Competitive Landscape
WeWork India is the 'profitability leader' in the flex space category; competes with other coworking operators and traditional commercial landlords.
Competitive Moat
Scale (1 lakh desks), Grade A portfolio, and 2.7x asset-liability cover. The 'full-stack' model (from 1 day to full bespoke office) creates high switching costs for enterprises.

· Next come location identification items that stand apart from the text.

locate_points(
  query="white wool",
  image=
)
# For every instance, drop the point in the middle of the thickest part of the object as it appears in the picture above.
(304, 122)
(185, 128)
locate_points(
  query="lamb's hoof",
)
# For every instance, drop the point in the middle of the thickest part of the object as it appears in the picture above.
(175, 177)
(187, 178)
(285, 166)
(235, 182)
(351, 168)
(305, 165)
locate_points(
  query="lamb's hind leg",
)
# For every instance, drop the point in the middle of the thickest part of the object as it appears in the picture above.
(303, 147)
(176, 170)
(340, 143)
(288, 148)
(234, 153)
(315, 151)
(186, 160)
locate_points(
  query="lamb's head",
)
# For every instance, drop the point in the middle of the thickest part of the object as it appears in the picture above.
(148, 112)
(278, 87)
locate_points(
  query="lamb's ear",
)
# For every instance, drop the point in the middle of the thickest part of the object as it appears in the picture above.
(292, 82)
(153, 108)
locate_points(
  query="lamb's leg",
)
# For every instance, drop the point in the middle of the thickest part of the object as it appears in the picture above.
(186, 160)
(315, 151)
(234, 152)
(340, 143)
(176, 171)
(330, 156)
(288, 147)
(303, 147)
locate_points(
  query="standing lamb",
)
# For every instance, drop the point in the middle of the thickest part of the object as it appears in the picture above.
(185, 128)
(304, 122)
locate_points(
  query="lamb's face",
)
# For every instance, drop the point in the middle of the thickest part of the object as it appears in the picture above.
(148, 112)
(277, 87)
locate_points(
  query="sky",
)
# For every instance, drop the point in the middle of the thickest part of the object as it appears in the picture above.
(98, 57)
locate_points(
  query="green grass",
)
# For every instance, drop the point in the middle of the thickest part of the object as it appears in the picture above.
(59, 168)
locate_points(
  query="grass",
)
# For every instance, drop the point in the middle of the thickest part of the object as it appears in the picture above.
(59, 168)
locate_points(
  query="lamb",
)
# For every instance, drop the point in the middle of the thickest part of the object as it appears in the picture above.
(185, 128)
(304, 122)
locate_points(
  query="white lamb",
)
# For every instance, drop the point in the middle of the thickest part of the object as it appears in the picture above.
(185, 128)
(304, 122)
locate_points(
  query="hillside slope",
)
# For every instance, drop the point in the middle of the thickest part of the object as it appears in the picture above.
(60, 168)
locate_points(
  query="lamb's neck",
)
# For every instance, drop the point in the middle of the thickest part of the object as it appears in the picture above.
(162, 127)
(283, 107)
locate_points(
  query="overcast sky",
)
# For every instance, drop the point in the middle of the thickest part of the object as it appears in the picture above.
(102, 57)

Macro Economic Sensitivity
Exposed to cyclicality in the office leasing segment; vulnerability to external economic factors affecting corporate hiring and GCC (Global Capability Center) setups.
Consumer Behavior
Increased demand for longer-term commitments (tenure up to 27 months) and 'flight to quality' in Grade A commercial real estate.
Geopolitical Risks
Macro uncertainty could impact enterprise adoption, though flexible contracts provide a hedge against long-term traditional lease commitments.
Regulatory & Governance
Industry Regulations
Compliance with IndAS 116 lease accounting standards which replaces rent expenses with depreciation and notional interest on right-of-use assets.
Environmental Compliance
Increasing renewable energy sourcing and building 'smarter, greener spaces' as part of future-ready platform strategy.
Taxation Policy Impact
Achieved IndAS profitability without any deferred tax or exceptional items in Q2 FY26.
Risk Analysis
Key Uncertainties
Lease renewal risk (32% of leases expiring in FY26) could impact revenue by ~INR 180-200 Cr if renewal rates fall below the historical 75%.
Geographic Concentration Risk
Heavy reliance on the Southern region (Bangalore/Chennai/Hyderabad) for growth and revenue contribution.
Third Party Dependencies
Dependency on Embassy Group for real estate pipeline and promoter-led equity infusions for debt reduction.
Technology Obsolescence Risk
Risk mitigated by the launch of the WeWork India app and internal technology for unit economic tracking.
Credit & Counterparty Risk
Enterprise clients (60% of revenue) provide higher credit quality and longer commitment terms (32 months) compared to SMEs/startups.